Nearly 2.8 million square feet of new industrial and logistics space is expected to be delivered in Dubai in 2026, according to fellow consultancy Knight Frank, the largest annual addition in recent years.
The push for more space comes as the UAE advances some of its most ambitious industrial-policy goals. At the federal level, a strategy known as Operation 300bn aims to boost the industrial sector’s GDP contribution to AED300 billion ($82 billion) by 2031, from AED133 billion when it launched in 2021.
Dubai’s D33 Agenda seeks to double the size of the emirate’s economy by 2033, while Abu Dhabi aims to double manufacturing output by 2030.
Foreign investors appear to be responding.

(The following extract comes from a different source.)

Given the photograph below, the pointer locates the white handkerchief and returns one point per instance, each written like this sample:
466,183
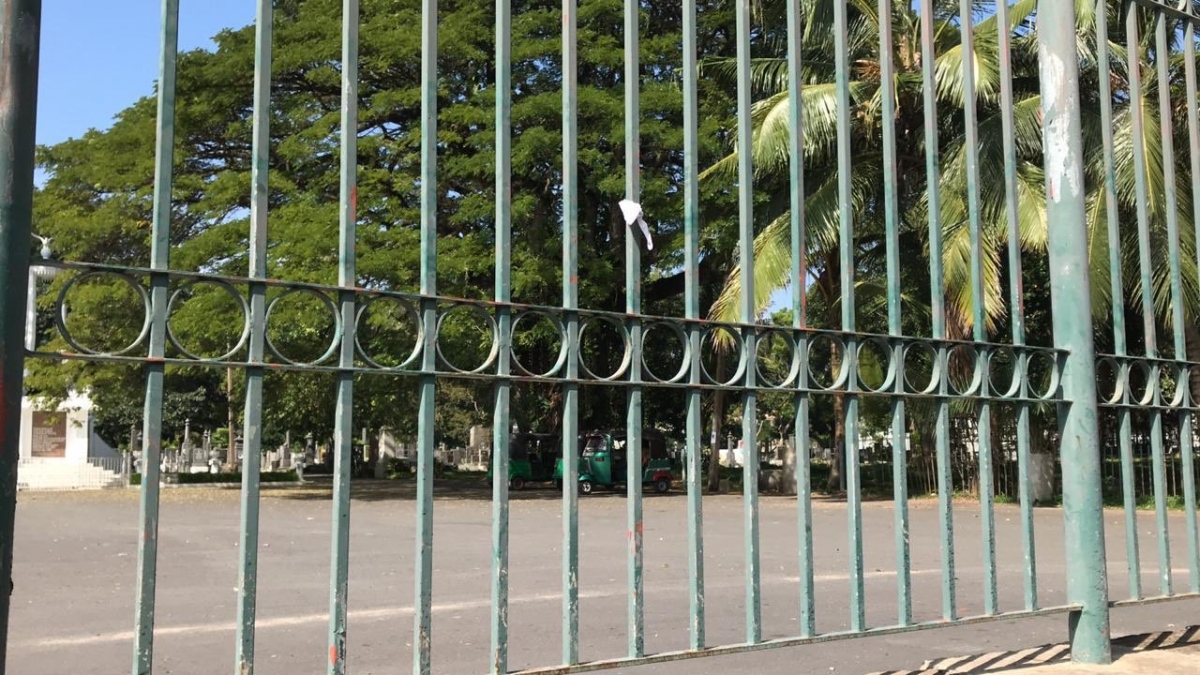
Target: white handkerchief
633,213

The UAE attracted 613 greenfield FDI projects worth $5.4 billion in the first half of 2025, according to government-owned bank Emirates NBD.
Meanwhile, global capital is converging on the logistics sector: last month, alternative investment managers Blackstone and Abu Dhabi’s Lunate launched the $5 billion Glide platform targeting warehouse and logistics assets across the Gulf.
This week it was announced that a 23,000 square metre facility established by INDU Kishore Logistics at the Logistics District in Dubai South had been inaugurated.
According to a report from estate agency Savills, London had the world’s most expensive warehousing market in the six months to March 2025, with annual occupancy cost reaching nearly $49 per square foot.
Sydney came second, at $31.60 per square foot, while Dubai recorded one of the sharpest rises to $26.43 per square foot. Abu Dhabi came in at just under $15.